Rather than deal in hearsay and 2nd hand stories, ambiguity etc. I prefer
to deal with facts, research and peer reviewed publications.
Here is the latest documented, published, peer reviewed research:
http://onlinelibrary.wiley.com/doi/10.1111/jvim.12317/pdf
Please note that the majority of false test results occurred w/ BMDs and
they have located an additional gene. That said, across all breeds the
current test is accurate 94-96% of the time. (Last paragraph, last table,
summary).
I have to tell you, that's enough for me to test and to make breeding
decisions based on test results. One of every breeding pair here will be a
clear.
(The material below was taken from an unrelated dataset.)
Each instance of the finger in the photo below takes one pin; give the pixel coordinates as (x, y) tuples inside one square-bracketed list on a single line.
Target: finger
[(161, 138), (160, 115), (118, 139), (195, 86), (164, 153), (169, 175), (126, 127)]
Period.
I have probably done as much testing as anyone because I test possible
keeper puppies. I have NEVER, repeat NEVER received an unexpected test
result. For example a clear bred to an at risk produced all carriers. A clear
to
a clear, only clears. A clear to a carrier, only clears and carriers.
Why some false results or unexpected results? Who knows? Improper testing
technique??? I have read on other sites where people w/ a variety of
breeds test puppies using cheek swabs. Wow, a lot of room for error there,
puppies nursing, mouthing each other. I only use blood when testing puppies.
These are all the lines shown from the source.